We arrive at the resort a day earlier than the rest of our friends, and we meet a few girls from home there and hang out with them all day. It’s nighttime, and there is a Michael Jackson dance contest on the stage near where we’re sitting, and one of the girls tells Bosh to go up. “I won’t, but he will,” he says, pointing at me. He’s right. I volunteer myself for the contest and, along with four other guys, climb the stairs onto the stage.
We are each given a hat and a chair as we wait for our turn. When “Billie Jean” comes on, the emcee points at me and I rise with an ideal level of inebriation to support a glow of confidence while still maintaining the structural integrity necessary to move my body productively. Not actually having any dance skills is fortunately not as relevant as it perhaps should have been, and, relying heavily on my hat for my sweet moves, I end up winning the contest.
I am handed my prize of a flask of local rum.
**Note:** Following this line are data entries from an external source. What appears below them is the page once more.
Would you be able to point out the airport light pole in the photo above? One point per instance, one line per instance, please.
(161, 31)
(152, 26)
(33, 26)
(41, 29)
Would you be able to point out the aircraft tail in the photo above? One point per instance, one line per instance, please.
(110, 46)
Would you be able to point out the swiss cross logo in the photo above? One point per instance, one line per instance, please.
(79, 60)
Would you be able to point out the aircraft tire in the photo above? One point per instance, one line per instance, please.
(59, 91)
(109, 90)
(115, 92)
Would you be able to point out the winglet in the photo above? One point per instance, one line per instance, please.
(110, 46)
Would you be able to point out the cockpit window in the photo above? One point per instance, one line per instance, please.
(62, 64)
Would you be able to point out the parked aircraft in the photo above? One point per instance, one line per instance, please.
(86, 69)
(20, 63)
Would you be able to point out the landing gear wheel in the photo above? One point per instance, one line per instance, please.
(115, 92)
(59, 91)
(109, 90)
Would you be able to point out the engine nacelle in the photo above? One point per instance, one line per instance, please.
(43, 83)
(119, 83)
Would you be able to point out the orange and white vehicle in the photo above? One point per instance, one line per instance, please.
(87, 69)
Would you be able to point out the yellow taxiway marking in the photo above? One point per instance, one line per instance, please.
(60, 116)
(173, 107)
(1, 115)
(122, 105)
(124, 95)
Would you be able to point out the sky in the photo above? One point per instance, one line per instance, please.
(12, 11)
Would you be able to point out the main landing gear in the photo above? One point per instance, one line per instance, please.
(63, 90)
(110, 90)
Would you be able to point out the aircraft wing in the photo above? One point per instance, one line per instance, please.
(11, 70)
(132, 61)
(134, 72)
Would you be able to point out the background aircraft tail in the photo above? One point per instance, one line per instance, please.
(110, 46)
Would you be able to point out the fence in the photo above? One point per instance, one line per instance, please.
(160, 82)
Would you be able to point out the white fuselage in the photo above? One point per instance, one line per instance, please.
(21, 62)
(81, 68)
Riding the high of victory, I take a swig. As the bottle hits my mouth, I decide I can take the night up a notch for everyone present by finishing the entire thing on stage. I get halfway through and realize what a mistake I’ve made, leading me to wisely give up on my initial intention. The emcee looks at me incredulously. “Are you okay?” I nod yes, stumble off the stage, and vomit in the bushes. I return to my table, hoping to hide my stupidity among my friends. I do not remember if it worked.
The travels continue in the Irish town of Portmarnock, where Bosh’s uncle parks far enough away from the pub so as not to arouse suspicion when he drives home after several pints. At some point we end up in Rome, on a pub crawl that begins at the Colosseum. I am chased away from a building on which I’m urinating by a group of nuns claiming it’s a convent. While visiting Nick in Switzerland, there is light to moderate vandalism, fondue and sipping o’ dat with a future Mallard Cottage owner.
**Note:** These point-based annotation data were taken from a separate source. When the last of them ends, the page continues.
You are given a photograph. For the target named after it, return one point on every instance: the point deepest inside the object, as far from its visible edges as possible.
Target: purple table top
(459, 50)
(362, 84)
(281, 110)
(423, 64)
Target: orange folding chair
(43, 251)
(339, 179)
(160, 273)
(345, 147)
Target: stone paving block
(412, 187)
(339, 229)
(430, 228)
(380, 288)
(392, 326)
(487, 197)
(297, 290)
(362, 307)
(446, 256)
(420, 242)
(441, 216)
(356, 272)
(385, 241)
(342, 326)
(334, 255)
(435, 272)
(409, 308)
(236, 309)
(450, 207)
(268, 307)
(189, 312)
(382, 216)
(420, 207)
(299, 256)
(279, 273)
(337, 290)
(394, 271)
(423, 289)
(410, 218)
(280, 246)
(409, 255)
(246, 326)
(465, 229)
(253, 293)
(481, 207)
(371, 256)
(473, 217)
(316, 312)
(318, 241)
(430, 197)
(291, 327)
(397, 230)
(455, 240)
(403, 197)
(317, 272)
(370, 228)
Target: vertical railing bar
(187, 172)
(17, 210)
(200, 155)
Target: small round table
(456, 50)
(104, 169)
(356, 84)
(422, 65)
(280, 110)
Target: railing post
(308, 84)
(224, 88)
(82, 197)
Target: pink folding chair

The next month, I’m on the Greek island of Ios, living in a sweaty 7€ doghouse sustaining myself on 1€ beers and 2€ gyros. After a week of this lifestyle, surrounded by like minds, Bosh reminds us that we have to head back to Ireland for the Oxegen music festival. I tell him I “can’t go there, or anywhere else, because I will live here now, forever.” I mean it. His persuasive techniques mean nothing.
However, I do attend the festival, and I don’t live in Ios, so I must have listened to him.